Die Friedrichshainer hat 45 Jahre lang als Friseurin gearbeitet. »Ich hab mit 15 angefangen mit der Lehre, dann hab ich ein Kind bekommen und nicht voll gearbeitet, deshalb kriege ich jetzt so wenig Rente«, sagt die 80-Jährige, die mit 60 aus dem Beruf gegangen ist, weil damals ihr Mann noch lebte und das deshalb finanziell gut möglich war. Als Friseurin habe sie immer für einen ziemlich geringen Lohn gearbeitet, was sich nun auch in ihrer geringen Rente widerspiegele.
Damit ist die 80-Jährige nicht allein. Denn Altersarmut betreffe vor allem jene, die für niedrige Löhne und in prekären Beschäftigungsverhältnissen arbeiten mussten, erklärt Taylan Kurt, sozialpolitischer Sprecher der Grünen-Fraktion des Berliner Abgeordnetenhauses. Frauen trifft es dabei besonders, weil sie eine »brüchige Erwerbsbiografie« haben, etwa durch Kindererziehung und die Pflege von Angehörigen, so Kurt. Das liege auch daran, dass Kita-Plätze schwer zu finden und Pflegeplätze in stationären Einrichtungen für viele nicht zu bezahlen sind. »Der Sozialstaat lässt all jene im Stich, die es schon immer schwer hatten, über die Runden zu kommen.«
»Die Grundrente funktioniert nicht.«
Taylan Kurt (Grüne)
Berliner Abgeordnetenhaus
Neben ihrer niedrigen Rente wurde der 80-Jährigen auch der Antrag auf Wohngeld abgelehnt, weil die 70-Quadratmeter-Wohnung nach dem Tod ihres Mannes zu groß für sie allein sei, sagt die Seniorin. Sie solle mit 50 Quadratmetern auskommen, habe ihr das Wohnamt mitgeteilt. »Aber wenn ich die jungen Leute frage, die in den 50-Quadratmeter-Wohnungen leben, dann zahlen die mindestens genauso viel wie ich«, sagt sie. Als ihr Mann noch lebte, hätten die beiden Wohngeld erhalten. Nun führt die Witwenrente, die sie erhält, auch noch dazu, dass ihr Antrag auf Grundrente abgelehnt wurde.

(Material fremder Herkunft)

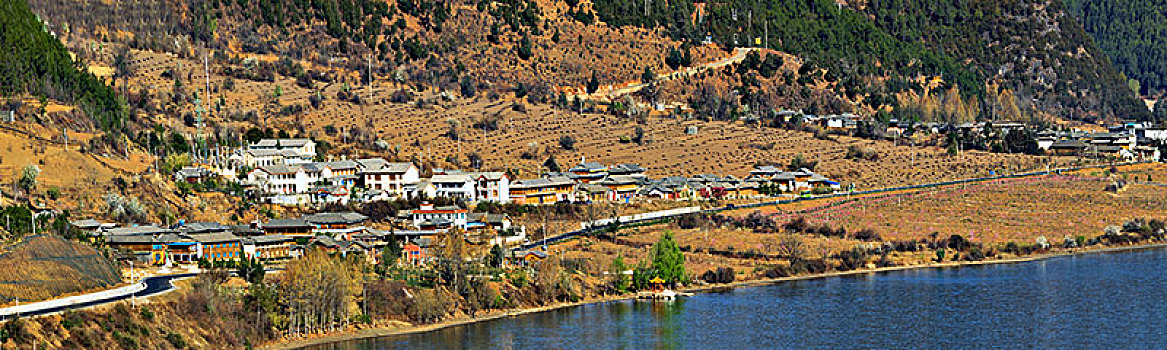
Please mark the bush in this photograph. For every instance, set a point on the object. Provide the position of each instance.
(719, 275)
(567, 142)
(958, 243)
(975, 253)
(809, 266)
(852, 259)
(867, 235)
(176, 340)
(15, 330)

»Die Grundrente funktioniert nicht«, sagt Taylan Kurt von den Grünen. Aus der Senatsantwort auf eine Schriftliche Anfrage des Abgeordneten zum Thema Altersarmut geht hervor, dass knapp 28 000 Berliner*innen ihre Rente durch die Grundrente aufstocken; im Schnitt erhalten sie 90 Euro obendrauf. »Das ist doch ein Witz, das sind drei Euro am Tag«, sagt Kurt.
Die Grundrente müsse dringend erhöht und reformiert werden, sodass mehr Menschen sie beziehen können, so der Sozialpolitiker. Denn die Zahl der Menschen, die Grundsicherung im Alter oder bei Erwerbsminderung beziehen, ist mehr als dreimal so hoch wie die Zahl derer, die Grundrente erhalten.

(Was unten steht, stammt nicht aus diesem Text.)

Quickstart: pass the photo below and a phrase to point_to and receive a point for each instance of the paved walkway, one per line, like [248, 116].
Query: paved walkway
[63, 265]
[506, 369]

Die Grundsicherung wird, so wie Sozialhilfe, vom Sozialamt zur Existenzsicherung an Menschen mit geringem Einkommen ausgezahlt. Die Grundrente wurde eingeführt, damit Menschen, die viele Jahre lang für niedrige Löhne erwerbstätig waren, Kinder erzogen oder Angehörige gepflegt haben und deshalb eine geringe Rente erhalten, diese auf ein auskömmliches Niveau aufstocken können. Aus den Daten der Rentenversicherung, die in der Senatsantwort enthalten sind, geht hervor, dass in Westberlin Frauen im Durchschnitt 990 Euro Rente erhalten, im Osten der Stadt sind es 1320 Euro. Bei den Männern sind es 1221 Euro im Westen und 1470 Euro im Osten. »Bei den steigenden Mieten in Berlin und den Lebensmittelpreisen kommst du mit 990 Euro nicht über die Runden«, sagt Taylan Kurt.

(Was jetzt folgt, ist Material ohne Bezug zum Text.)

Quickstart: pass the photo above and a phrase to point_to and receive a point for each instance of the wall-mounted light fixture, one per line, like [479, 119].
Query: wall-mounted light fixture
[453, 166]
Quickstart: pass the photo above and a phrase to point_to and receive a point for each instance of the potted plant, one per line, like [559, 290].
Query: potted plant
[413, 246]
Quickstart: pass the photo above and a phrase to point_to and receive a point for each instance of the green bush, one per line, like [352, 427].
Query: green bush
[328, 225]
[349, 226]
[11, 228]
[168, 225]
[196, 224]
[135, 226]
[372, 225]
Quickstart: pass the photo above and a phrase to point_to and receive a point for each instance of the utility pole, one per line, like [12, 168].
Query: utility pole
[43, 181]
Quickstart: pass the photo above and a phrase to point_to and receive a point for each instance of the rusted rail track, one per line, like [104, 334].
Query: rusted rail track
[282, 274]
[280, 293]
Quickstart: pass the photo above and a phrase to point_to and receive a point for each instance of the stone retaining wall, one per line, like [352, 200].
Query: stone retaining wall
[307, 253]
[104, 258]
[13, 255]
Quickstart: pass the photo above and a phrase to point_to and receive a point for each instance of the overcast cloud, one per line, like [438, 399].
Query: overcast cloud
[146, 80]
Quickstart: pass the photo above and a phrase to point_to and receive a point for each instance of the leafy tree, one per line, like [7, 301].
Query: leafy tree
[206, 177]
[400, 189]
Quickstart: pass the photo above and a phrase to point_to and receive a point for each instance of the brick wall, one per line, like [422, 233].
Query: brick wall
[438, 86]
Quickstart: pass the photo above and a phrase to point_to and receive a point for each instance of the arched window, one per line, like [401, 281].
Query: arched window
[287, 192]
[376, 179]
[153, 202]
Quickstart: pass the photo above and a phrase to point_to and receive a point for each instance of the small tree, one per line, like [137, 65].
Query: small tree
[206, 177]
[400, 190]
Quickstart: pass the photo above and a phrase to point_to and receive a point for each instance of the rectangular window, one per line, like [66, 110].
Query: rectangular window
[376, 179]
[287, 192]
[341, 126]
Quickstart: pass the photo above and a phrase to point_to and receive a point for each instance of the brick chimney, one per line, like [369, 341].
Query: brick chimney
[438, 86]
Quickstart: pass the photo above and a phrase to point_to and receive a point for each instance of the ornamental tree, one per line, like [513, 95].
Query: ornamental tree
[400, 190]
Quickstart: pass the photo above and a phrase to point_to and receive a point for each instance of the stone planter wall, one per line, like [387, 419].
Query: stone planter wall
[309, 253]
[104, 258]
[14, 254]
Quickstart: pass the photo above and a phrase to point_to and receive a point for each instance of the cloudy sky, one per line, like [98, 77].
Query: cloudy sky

Indikator für Altersarmut ist üblicherweise die Anzahl von Grundsicherungs-Beziehenden, sagt Kurt. Stand 31. März 2024 sind das in der Hauptstadt laut Sozialstatistik des Landes Berlin 56 608 Menschen im Rentenalter und 39 437 Menschen mit voller Erwerbsminderung. Die Zahl der Grundsicherungsempfänger*innen stieg in Berlin in den vergangenen Jahren kontinuierlich an. Grünen-Politiker Kurt vermutet, dass die tatsächliche Anzahl an armen Alten deutlich höher liegt: »Wir wissen, dass bei älteren Menschen die Scham sehr groß ist, Grundsicherung in Anspruch zu nehmen. Der Gang zum Sozialamt ist entwürdigend«, erklärt er.
Abgesehen davon sind die Berliner Sozialämter überlastet; laut Kurt stünden morgens zum Teil 50 bis 100 Menschen vor der Tür. »Anträge auf Grundsicherung müssen schneller bearbeitet werden.« Kurt schlägt vor, die Grundsicherung an die Rentenversicherung anzudocken, damit dort Vorgänge gebündelt werden können.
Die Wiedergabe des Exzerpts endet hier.